A new album by Steven Isserlis surveys the music written for the cello during the period of World War I. The album is called The Cello in Wartime. It includes several popular pieces performed on an instrument called a trench cello.
The trench cello is a lightweight, collapsible version of the instrument that can be transported easily and assembled in under five minutes. The trench cello Isserlis plays on this recording belonged to Harold Triggs, an English amateur cellist who served in the Royal Sussex Regiment. In the liner notes, Isserlis says that he tried to imagine what kinds of music Triggs might have played in the trenches and then chose those pieces for this album. These include a popular song, a patriotic song, a hymn and “The Swan” from the Carnival of the Animals.

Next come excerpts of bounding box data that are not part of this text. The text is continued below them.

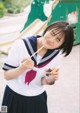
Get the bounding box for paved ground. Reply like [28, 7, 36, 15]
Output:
[0, 45, 80, 113]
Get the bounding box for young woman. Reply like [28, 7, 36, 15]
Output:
[2, 21, 74, 113]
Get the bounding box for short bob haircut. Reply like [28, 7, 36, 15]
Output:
[43, 21, 74, 56]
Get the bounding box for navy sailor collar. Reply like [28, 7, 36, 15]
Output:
[22, 36, 60, 66]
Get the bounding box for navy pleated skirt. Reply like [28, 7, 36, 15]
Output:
[2, 86, 48, 113]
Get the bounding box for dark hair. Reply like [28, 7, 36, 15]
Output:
[43, 21, 74, 56]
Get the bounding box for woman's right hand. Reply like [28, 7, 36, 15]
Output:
[21, 57, 34, 69]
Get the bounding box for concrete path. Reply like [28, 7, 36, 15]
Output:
[0, 45, 80, 113]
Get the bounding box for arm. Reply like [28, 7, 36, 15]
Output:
[4, 58, 34, 80]
[41, 69, 59, 85]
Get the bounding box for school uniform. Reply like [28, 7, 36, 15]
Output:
[2, 36, 62, 113]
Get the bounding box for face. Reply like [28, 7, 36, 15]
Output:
[42, 30, 64, 49]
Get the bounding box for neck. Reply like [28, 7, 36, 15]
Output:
[37, 37, 47, 56]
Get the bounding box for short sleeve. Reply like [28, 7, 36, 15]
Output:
[2, 40, 21, 70]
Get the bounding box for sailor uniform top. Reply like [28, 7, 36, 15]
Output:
[3, 36, 62, 96]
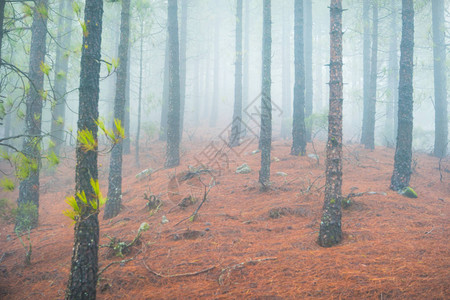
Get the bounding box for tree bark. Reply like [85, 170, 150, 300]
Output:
[259, 0, 272, 191]
[16, 0, 48, 229]
[391, 0, 414, 191]
[180, 0, 188, 135]
[65, 0, 103, 300]
[318, 0, 343, 247]
[281, 5, 292, 139]
[50, 0, 73, 155]
[229, 0, 242, 147]
[384, 0, 398, 147]
[165, 0, 180, 168]
[135, 20, 144, 167]
[303, 0, 314, 142]
[291, 0, 306, 155]
[431, 0, 449, 157]
[103, 0, 130, 219]
[364, 0, 378, 150]
[361, 0, 370, 145]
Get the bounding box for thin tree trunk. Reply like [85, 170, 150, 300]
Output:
[103, 0, 130, 219]
[122, 46, 131, 154]
[391, 0, 414, 191]
[209, 14, 220, 127]
[229, 0, 242, 147]
[361, 0, 370, 145]
[180, 0, 188, 140]
[259, 0, 272, 191]
[159, 34, 170, 141]
[303, 0, 314, 142]
[50, 0, 73, 155]
[135, 20, 144, 167]
[318, 0, 343, 247]
[385, 0, 398, 147]
[16, 0, 48, 229]
[241, 0, 251, 137]
[65, 0, 103, 300]
[165, 0, 180, 168]
[364, 0, 378, 150]
[281, 5, 292, 139]
[291, 0, 306, 155]
[431, 0, 449, 157]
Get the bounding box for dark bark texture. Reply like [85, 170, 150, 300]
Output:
[318, 0, 343, 247]
[229, 0, 242, 147]
[384, 0, 398, 147]
[51, 0, 73, 155]
[65, 0, 103, 300]
[281, 5, 292, 138]
[259, 0, 272, 191]
[165, 0, 180, 168]
[361, 0, 370, 145]
[303, 0, 314, 142]
[103, 0, 130, 219]
[291, 0, 306, 155]
[16, 0, 48, 229]
[431, 0, 449, 157]
[391, 0, 414, 191]
[180, 0, 188, 135]
[364, 1, 378, 150]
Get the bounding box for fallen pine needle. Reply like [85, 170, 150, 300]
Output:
[142, 259, 216, 278]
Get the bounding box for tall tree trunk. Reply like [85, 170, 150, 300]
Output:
[259, 0, 272, 191]
[135, 20, 144, 167]
[159, 34, 170, 141]
[103, 0, 130, 219]
[16, 0, 48, 230]
[165, 0, 180, 168]
[291, 0, 306, 155]
[281, 5, 292, 139]
[51, 0, 73, 155]
[384, 0, 398, 147]
[122, 47, 131, 154]
[303, 0, 314, 141]
[364, 0, 378, 150]
[180, 0, 188, 135]
[361, 0, 370, 145]
[391, 0, 414, 191]
[65, 0, 103, 300]
[431, 0, 449, 157]
[318, 0, 343, 247]
[241, 0, 251, 137]
[229, 0, 242, 147]
[209, 13, 220, 127]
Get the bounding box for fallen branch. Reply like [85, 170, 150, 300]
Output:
[142, 259, 216, 278]
[219, 257, 277, 285]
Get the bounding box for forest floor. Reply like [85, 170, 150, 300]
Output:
[0, 134, 450, 299]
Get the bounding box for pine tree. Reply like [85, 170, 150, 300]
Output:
[318, 0, 343, 247]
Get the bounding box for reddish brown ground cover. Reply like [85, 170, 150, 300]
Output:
[0, 140, 450, 299]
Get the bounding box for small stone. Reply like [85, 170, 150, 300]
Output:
[236, 163, 252, 174]
[161, 216, 169, 224]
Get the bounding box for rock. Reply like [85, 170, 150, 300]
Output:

Isserlis, along with pianist Connie Shih, also perform four pieces for cello and piano written during the 1910s. For these pieces, Isserlis plays his own cello, the “Marquis de Corberon” Stradivarius of 1726. The pieces include cello sonatas by Claude Debussy, Frank Bridge and Gabriel Faure as well as a suite of three short pieces by Anton Webern. All of these works were written in the period of World War I, and each composer was deeply affected by the war in different ways.
Detailed liner notes by both Isserlis and historian Charles Beare explain the history of the trench cello, describe how it is assembled and include several pictures of the instrument. They also discuss the story of Harold Triggs and how his trench cello came to be used in this particular recording.